Supplying two major retailers, Guy runs a large horticulture business – part farm, part state-of-the-art pack house. The pack house boasts the most modern camera grading line in the UK, capable of photographing 140,000 carrots an hour in 380 degrees. Those meeting the stringent supermarket spec go for loose or pre-packed sale. For those that don’t meet the exacting requirements, the factory produces everything from diced and grated carrots to bags of batons and even ‘spiralised’ roots.

For Guy, the key to success is making use of the whole crop.
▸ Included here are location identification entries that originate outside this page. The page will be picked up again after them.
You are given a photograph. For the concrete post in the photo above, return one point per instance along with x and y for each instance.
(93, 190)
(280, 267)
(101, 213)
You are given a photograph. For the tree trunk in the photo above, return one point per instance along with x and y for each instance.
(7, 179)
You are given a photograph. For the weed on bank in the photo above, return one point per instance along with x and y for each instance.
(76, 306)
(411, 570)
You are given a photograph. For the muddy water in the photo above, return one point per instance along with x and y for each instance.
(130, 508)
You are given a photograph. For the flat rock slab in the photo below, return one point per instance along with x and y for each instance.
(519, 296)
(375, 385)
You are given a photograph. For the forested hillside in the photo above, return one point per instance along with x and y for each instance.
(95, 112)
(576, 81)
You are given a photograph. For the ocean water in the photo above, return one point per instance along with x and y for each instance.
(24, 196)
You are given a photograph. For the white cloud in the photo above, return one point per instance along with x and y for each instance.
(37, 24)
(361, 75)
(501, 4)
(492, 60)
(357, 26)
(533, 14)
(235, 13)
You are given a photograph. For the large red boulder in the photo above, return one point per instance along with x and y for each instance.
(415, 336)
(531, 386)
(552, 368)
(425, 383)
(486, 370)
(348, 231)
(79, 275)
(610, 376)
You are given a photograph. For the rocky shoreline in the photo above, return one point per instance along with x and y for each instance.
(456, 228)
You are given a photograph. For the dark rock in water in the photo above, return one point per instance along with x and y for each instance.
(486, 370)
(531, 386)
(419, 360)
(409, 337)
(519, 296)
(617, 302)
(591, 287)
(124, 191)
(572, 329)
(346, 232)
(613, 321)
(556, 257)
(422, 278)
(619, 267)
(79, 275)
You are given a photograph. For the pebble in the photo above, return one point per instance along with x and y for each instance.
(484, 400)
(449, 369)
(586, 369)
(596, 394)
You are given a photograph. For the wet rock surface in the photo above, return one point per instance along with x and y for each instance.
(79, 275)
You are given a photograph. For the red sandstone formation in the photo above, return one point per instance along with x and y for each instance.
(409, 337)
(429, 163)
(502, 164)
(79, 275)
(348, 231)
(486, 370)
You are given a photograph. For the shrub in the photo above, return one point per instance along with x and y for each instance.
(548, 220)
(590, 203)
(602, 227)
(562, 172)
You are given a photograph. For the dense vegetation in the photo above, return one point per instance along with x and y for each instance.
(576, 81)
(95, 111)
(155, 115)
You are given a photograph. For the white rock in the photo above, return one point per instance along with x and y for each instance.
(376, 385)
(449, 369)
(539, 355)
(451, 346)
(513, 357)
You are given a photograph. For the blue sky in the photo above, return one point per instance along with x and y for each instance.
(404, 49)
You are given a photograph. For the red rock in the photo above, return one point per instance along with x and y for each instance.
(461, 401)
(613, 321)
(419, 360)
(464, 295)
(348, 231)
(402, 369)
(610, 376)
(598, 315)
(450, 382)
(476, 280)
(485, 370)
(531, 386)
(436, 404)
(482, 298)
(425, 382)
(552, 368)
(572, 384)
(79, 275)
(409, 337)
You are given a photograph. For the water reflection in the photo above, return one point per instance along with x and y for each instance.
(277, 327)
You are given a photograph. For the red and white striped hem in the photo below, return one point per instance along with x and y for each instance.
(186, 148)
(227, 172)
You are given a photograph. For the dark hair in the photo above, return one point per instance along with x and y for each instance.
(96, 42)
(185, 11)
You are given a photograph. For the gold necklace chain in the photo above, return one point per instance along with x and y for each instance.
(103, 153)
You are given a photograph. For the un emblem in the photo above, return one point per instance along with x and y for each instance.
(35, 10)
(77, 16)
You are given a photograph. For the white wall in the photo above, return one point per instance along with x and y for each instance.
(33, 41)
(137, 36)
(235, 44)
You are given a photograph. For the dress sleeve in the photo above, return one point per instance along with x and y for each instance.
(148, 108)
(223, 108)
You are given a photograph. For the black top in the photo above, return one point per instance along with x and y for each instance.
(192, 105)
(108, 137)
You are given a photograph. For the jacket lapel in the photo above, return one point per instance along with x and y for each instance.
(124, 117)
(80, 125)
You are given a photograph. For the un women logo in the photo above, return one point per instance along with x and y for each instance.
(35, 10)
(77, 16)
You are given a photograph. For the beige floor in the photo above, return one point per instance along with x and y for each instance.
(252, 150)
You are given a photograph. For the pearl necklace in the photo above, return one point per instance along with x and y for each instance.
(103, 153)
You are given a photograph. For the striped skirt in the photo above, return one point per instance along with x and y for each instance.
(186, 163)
Nothing is wasted and he even does a thriving trade supplying carrots for horses, to use up those roots that are too misshapen to use otherwise.

Technology is also crucial on the farm, allowing Guy to ensure, for example, that each individual plant gets the exact nutrients it needs and GPS tracking on tractors means there is no waste. He has also invested in an on-farm anaerobic digester – a plant that takes any waste from the factory and ‘feed’ crops grown on land that wouldn’t grow anything else – to produce both energy and a fertiliser bi-product that is then spread on the fields.

This commitment to the environment has also seen the creation of a 20-acre nature reserve on land badly affected by subsidence thanks to the area’s history of deep coal mining.

More than 300 people are employed by MH Poskitt, and many of those currently come from outside the UK. On the farm 80-90 percent are UK workers. In the pack house, 80 percent are non-UK. Guy is clear about the challenges ahead, with Brexit on the horizon: ‘We work hard in a mass market environment to provide the best carrots we can, using the latest technology to keep us ahead of the game, but it is quite simple: without people, we have no business.

‘We do everything possible to offer good opportunities as an employer, but the fact remains that a great many excellent, skilled and hard-working people in my business come from outside the UK. If access to that workforce is constrained beyond Brexit, I will definitely struggle to get the job done and keep the constant supply of carrots flowing.’